# Office Hours - W2 2

## Imports

In [1]:
import pandas as pd
import altair as alt

## Data sourcing

In [195]:
data = pd.DataFrame(
    columns=["category", "amount", "level"],
    data=[["red", 23, "lvl_1"], ["blue", 12, "lvl_3"], ["green", 19, "lvl_2"], ["red", 8, "lvl_1"], ["green", 6, "lvl_2"]]
)

data

Unnamed: 0,category,amount,level
0,red,23,lvl_1
1,blue,12,lvl_3
2,green,19,lvl_2
3,red,8,lvl_1
4,green,6,lvl_2


## Text on charts

In [None]:
base_chart = alt.Chart(data[:3]).encode(
    theta=alt.Theta("amount").stack(True),
    color=alt.Color("category", scale=alt.Scale(range=[ "#0000FF", "#00FF00", "#FF0000"])).legend(None)
)

In [None]:
pie_chart = base_chart.mark_arc(outerRadius=120)
labels = base_chart.mark_text(radius=140, size=20).encode(text="category")

In [197]:
pie_chart + labels

## Wide and long formats

In [110]:
data # in long format

Unnamed: 0,category,amount,level
0,red,23,lvl_1
1,blue,12,lvl_3
2,green,19,lvl_2
3,red,8,lvl_1
4,green,6,lvl_2


In [203]:
wide_data = data.pivot_table(index="category", columns=["level"])

wide_data

Unnamed: 0_level_0,amount,amount,amount
level,lvl_1,lvl_2,lvl_3
category,Unnamed: 1_level_2,Unnamed: 2_level_2,Unnamed: 3_level_2
blue,,,12.0
green,,12.5,
red,15.5,,


In [204]:
wide_data = wide_data.droplevel(0, axis=1).rename_axis(None, axis=1).reset_index()

wide_data

Unnamed: 0,category,lvl_1,lvl_2,lvl_3
0,blue,,,12.0
1,green,,12.5,
2,red,15.5,,


In [205]:
wide_data.melt(id_vars="category")

Unnamed: 0,category,variable,value
0,blue,lvl_1,
1,green,lvl_1,
2,red,lvl_1,15.5
3,blue,lvl_2,
4,green,lvl_2,12.5
5,red,lvl_2,
6,blue,lvl_3,12.0
7,green,lvl_3,
8,red,lvl_3,


## Conditional display

In [137]:
max_val = int(data[:3]["amount"].max())

base_chart = alt.Chart(data[:3]).mark_bar().encode(
    x=alt.Theta("amount").stack(True),
    y=alt.Color("category"),
    color=alt.when(alt.datum.amount == max_val).then(alt.value("red")).otherwise(alt.value("lightgray"))
)

base_chart

In [201]:
coloured_data = data[:3]

coloured_data["is_max"] = coloured_data["amount"] == coloured_data["amount"].max()

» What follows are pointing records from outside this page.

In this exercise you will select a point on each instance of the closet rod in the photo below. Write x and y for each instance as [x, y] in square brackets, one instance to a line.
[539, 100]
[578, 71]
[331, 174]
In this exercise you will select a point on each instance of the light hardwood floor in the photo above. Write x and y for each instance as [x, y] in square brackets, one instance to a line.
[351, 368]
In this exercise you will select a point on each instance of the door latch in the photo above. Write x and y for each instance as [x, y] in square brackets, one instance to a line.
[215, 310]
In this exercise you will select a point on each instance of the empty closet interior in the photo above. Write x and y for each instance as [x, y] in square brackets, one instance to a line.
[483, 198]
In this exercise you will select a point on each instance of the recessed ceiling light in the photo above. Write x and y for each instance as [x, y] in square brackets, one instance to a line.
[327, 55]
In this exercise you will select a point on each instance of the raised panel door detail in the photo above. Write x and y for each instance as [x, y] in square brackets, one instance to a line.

alt.Chart(coloured_data).mark_bar().encode(
    x="amount",
    y=alt.Y("category").sort("-x"),
    color="is_max"
)

A value is trying to be set on a copy of a slice from a DataFrame.
Try using .loc[row_indexer,col_indexer] = value instead

See the caveats in the documentation: https://pandas.pydata.org/pandas-docs/stable/user_guide/indexing.html#returning-a-view-versus-a-copy
  coloured_data["is_max"] = coloured_data["amount"] == coloured_data["amount"].max()